Brian Cox and Jeff Forshaw’s Why Does E=mc2? (And Why Should We Care?) chronicles the unique but experimentally simple contributions of the physicists that inspired Einstein’s crowning equation. But Cox and Forshaw also spend time dissecting the challenges involved in discovering the essential nature of matter, studies that require the Big Science embodied in the Large Hadron Collider. The more engaging portion of the book is historical. Cox and Forshaw skillfully combine biography with a narrative of discovery, employing some of Einstein’s own thought experiments in conceptual derivations of his most famous results. They are careful to omit the math almost entirely, but consistently revisit something they call its “unreasonable effectiveness.” Often mathematics alone leads us to “laws that describe physical reality . . . and it is truly one of the wonderful mysteries of our universe that it should be so.” Sparing us the math and then expounding on its prowess leaves the reader in a state of limbo. We’re proud to have followed along but know that we’ve come up a bit short.
I expected Cox and Forshaw to lament the current gaps in physics: the fact that gravity (general relativity) does not jive with quantum theory; that string theory is a mere fragment until it is grounded in experiment; that we are probably more than a 27-kilometer loop away from a theory of everything. But they are optimists tempered by hard doses of reality. “Science is at its heart a modest pursuit, and this modesty is the key to its success.” Rather than pining for something in an unknown future, they are preparing themselves for a break with the past. “Einstein’s theories are respected because they are correct as far as we can tell, but they are no sacred tomes.” Science stands until new science makes the old stuff fall, a self-correcting mechanism that leaves no room for ego.
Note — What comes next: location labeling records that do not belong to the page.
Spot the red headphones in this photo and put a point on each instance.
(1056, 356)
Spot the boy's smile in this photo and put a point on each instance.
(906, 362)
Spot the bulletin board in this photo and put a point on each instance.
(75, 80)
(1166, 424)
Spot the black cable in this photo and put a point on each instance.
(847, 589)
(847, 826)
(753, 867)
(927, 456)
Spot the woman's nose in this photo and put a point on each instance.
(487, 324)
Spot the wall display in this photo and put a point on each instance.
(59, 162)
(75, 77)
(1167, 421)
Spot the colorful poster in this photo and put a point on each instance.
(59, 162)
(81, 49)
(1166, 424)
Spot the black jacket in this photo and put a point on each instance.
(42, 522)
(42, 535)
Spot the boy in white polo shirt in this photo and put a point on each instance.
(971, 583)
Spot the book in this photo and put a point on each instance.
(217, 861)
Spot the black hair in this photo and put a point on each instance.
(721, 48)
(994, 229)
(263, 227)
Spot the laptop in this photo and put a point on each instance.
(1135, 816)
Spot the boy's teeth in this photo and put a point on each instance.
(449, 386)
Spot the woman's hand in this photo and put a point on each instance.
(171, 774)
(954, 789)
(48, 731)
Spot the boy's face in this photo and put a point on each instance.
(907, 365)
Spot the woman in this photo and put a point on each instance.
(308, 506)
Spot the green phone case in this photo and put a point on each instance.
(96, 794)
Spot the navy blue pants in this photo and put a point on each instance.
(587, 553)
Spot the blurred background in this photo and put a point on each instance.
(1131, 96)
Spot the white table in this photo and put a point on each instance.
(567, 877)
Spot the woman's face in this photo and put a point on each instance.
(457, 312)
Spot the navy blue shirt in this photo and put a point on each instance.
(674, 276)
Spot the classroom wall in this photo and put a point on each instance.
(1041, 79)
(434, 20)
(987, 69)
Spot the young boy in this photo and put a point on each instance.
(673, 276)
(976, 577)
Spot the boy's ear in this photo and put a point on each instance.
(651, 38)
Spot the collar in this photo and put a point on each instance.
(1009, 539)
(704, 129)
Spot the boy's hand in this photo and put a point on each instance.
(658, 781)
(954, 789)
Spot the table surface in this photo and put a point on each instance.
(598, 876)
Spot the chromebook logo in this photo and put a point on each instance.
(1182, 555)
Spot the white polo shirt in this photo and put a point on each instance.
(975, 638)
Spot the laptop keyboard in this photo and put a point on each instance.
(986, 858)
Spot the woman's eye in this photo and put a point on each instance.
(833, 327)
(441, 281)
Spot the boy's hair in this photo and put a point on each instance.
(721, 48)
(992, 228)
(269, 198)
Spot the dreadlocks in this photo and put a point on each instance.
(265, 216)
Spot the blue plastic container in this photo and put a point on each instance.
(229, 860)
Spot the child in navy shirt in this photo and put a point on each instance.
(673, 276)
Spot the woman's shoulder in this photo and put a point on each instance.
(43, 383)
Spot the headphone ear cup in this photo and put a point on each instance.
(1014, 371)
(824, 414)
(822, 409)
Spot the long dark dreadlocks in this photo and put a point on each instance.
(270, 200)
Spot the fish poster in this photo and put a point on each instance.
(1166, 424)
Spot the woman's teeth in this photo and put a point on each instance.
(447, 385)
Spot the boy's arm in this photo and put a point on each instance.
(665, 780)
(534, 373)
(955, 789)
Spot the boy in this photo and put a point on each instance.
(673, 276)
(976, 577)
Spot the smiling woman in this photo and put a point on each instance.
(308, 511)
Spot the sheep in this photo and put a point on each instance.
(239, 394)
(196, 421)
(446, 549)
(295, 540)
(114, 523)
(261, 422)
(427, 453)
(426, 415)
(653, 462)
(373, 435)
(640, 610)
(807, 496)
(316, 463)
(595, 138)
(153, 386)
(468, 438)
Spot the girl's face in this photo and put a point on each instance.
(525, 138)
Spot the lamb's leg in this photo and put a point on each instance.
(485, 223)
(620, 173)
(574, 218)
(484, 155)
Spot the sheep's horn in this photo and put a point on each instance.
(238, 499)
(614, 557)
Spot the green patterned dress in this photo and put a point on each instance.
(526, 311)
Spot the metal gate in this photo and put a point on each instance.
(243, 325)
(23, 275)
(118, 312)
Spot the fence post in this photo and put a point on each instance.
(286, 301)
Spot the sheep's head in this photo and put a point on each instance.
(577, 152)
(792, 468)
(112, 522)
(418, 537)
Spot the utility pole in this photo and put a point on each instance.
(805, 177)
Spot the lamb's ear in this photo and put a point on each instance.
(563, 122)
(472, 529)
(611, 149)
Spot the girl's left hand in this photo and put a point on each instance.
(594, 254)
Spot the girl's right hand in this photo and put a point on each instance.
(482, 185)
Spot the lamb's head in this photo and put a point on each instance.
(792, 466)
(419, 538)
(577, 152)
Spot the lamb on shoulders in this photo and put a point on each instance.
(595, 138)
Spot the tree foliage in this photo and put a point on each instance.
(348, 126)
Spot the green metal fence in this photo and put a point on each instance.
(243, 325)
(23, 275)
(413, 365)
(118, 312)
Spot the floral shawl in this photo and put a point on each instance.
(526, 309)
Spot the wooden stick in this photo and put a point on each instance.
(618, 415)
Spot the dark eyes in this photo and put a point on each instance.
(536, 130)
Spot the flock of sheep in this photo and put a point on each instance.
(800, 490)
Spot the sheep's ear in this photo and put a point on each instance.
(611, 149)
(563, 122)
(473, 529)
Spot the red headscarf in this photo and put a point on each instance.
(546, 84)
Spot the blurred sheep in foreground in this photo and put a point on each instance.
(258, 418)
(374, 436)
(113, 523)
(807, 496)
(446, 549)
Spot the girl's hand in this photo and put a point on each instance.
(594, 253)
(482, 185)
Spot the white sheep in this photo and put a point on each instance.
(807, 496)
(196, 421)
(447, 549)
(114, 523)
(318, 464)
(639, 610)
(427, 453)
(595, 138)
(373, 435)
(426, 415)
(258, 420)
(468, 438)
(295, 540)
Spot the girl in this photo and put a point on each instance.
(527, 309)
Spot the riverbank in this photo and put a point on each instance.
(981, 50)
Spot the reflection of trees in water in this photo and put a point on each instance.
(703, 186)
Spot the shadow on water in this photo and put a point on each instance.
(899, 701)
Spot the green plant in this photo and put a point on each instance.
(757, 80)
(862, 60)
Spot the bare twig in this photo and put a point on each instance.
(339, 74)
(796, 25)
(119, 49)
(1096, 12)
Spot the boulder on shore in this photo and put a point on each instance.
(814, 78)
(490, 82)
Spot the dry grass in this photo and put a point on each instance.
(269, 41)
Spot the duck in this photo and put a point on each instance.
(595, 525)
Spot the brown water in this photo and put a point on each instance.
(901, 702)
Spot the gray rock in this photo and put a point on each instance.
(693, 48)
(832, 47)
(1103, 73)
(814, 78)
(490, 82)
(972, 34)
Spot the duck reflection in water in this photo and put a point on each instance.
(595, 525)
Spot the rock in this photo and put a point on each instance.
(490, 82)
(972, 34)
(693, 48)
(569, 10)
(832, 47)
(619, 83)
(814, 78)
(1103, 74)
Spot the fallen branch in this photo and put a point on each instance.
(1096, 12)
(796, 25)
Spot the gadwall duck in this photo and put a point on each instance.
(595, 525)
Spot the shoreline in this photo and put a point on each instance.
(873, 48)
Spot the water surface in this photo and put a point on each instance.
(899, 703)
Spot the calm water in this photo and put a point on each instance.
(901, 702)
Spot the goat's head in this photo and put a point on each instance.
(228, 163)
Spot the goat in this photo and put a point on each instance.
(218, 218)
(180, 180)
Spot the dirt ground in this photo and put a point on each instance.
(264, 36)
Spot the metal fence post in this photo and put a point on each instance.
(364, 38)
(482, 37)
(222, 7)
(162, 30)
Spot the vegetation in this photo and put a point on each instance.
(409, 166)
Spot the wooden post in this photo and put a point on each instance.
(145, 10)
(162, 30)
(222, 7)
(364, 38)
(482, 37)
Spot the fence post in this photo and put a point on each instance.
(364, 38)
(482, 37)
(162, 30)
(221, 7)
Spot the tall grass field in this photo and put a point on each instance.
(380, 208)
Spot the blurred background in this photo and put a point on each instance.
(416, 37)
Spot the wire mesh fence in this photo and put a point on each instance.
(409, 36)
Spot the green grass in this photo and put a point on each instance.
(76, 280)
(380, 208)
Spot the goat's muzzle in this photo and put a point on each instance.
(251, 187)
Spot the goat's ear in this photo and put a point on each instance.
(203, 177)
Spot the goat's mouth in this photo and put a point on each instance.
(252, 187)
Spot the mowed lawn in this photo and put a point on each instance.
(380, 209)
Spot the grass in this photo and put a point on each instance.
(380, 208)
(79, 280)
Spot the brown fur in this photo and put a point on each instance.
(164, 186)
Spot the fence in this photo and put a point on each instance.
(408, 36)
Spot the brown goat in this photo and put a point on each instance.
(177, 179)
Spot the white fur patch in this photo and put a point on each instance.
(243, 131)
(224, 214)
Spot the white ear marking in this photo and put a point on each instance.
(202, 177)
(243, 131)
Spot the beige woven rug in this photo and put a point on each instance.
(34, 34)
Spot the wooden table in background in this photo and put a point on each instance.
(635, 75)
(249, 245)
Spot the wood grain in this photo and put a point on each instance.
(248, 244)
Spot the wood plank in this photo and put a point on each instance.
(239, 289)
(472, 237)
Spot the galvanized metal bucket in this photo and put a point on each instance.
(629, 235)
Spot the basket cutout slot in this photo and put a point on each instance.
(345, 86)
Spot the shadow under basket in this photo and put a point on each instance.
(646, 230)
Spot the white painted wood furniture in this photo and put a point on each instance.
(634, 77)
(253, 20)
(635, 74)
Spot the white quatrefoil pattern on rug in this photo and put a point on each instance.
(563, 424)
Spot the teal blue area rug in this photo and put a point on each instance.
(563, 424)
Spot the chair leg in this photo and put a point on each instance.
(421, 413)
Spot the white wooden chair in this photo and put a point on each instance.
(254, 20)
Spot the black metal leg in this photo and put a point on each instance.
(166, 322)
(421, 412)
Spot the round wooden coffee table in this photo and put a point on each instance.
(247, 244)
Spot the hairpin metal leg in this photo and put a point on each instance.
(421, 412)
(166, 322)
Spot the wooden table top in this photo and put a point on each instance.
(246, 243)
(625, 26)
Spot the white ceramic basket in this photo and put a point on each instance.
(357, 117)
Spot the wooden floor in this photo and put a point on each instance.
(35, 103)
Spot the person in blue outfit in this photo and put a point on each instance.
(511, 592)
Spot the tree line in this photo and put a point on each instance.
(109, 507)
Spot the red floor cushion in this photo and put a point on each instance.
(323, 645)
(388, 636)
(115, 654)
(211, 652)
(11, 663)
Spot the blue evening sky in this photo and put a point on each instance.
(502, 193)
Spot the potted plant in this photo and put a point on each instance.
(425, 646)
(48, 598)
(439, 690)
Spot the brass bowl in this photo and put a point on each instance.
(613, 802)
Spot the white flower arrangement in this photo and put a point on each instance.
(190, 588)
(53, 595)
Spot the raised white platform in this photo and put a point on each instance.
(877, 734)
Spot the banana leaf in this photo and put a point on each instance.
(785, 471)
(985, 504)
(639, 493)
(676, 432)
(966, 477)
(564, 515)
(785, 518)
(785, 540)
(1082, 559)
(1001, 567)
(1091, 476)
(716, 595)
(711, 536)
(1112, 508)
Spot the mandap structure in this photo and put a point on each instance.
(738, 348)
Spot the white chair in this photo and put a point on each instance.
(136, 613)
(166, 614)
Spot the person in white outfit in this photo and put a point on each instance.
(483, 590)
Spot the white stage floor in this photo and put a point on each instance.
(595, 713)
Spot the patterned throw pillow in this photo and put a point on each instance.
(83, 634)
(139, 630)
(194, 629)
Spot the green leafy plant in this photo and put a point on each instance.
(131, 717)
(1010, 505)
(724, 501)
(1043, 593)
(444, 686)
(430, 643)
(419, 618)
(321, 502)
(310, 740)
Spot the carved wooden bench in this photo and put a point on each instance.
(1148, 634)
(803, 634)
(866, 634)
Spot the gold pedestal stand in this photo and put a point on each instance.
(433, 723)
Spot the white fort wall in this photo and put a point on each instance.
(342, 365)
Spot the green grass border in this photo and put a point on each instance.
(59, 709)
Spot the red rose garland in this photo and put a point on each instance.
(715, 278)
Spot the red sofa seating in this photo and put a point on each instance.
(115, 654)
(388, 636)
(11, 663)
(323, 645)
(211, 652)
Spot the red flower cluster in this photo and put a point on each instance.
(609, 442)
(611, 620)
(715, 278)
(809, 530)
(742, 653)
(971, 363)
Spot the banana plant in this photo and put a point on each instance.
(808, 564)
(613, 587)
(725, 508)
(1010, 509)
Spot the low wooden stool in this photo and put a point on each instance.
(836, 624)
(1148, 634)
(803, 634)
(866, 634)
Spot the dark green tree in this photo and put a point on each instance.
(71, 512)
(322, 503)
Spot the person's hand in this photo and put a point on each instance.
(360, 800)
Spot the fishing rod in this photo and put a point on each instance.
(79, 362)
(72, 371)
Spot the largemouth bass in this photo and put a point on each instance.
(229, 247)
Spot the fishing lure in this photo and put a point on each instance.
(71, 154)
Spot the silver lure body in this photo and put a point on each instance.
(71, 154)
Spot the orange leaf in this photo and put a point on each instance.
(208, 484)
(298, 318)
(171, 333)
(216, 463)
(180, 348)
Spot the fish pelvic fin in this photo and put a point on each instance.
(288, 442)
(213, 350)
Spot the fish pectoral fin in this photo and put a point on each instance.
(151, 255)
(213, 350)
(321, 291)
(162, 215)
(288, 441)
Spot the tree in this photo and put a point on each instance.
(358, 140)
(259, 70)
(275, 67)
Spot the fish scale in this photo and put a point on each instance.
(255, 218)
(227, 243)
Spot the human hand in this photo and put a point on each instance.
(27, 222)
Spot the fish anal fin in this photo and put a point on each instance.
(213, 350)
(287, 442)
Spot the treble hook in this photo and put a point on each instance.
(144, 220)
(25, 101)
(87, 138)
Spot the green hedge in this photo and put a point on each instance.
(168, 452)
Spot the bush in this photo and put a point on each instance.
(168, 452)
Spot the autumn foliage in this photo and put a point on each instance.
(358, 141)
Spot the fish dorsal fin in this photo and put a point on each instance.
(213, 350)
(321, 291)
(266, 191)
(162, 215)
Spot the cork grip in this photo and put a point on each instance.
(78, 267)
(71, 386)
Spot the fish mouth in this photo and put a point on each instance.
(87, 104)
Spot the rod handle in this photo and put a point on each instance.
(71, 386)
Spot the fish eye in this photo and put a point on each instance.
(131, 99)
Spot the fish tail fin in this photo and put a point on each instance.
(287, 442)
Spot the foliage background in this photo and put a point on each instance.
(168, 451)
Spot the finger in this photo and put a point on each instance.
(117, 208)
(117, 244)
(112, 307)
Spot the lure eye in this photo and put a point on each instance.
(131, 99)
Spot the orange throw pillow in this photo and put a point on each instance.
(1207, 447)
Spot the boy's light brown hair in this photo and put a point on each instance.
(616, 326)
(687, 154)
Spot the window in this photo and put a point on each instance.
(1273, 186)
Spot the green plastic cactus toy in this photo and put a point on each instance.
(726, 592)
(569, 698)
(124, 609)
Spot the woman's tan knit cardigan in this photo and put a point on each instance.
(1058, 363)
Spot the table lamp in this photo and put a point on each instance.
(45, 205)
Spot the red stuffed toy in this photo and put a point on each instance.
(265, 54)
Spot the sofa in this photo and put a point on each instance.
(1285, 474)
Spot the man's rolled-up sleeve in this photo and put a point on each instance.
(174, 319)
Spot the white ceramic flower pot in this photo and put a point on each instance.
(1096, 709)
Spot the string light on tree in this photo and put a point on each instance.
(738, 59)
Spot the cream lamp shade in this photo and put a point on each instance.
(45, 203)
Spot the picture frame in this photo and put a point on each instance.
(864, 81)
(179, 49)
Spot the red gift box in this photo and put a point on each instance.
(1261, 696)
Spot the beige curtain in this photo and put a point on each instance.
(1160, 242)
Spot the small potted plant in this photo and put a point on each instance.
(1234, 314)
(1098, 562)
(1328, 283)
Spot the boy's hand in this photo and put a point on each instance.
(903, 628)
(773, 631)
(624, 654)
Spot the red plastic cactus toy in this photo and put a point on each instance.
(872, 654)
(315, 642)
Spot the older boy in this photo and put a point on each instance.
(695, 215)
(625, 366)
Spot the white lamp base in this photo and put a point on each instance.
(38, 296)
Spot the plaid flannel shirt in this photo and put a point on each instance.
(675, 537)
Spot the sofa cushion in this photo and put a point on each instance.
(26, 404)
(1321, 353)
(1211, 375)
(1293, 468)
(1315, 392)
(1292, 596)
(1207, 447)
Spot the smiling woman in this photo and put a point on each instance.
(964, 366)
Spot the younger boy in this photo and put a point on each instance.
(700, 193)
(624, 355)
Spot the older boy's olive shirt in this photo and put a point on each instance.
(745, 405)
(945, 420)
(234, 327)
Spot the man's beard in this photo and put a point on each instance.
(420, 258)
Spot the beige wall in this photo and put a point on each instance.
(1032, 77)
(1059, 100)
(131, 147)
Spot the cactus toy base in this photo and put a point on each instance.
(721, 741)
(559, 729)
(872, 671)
Perhaps it is good then that we’ve entered a scientific era where accolades and failures spread thin across all the minions manning Big Science projects. Once the Large Hadron Collider comes online, the energies of particle collisions will be such that the experiments will reveal something new. This kind of guaranteed result is unheard of. But it is unlikely that any result will ever bring an end to physical inquiry. Cox and Forshaw affirm this: “The perception that we somehow know enough, or even all there is to know, about the workings of nature has been and will probably always be damaging to the human spirit.” Let’s hope that the elusive theory of everything is like light: forever running away from you.
Apurva Narechania works at the Sackler Institute for Comparative Genomics at the American Museum of Natural History.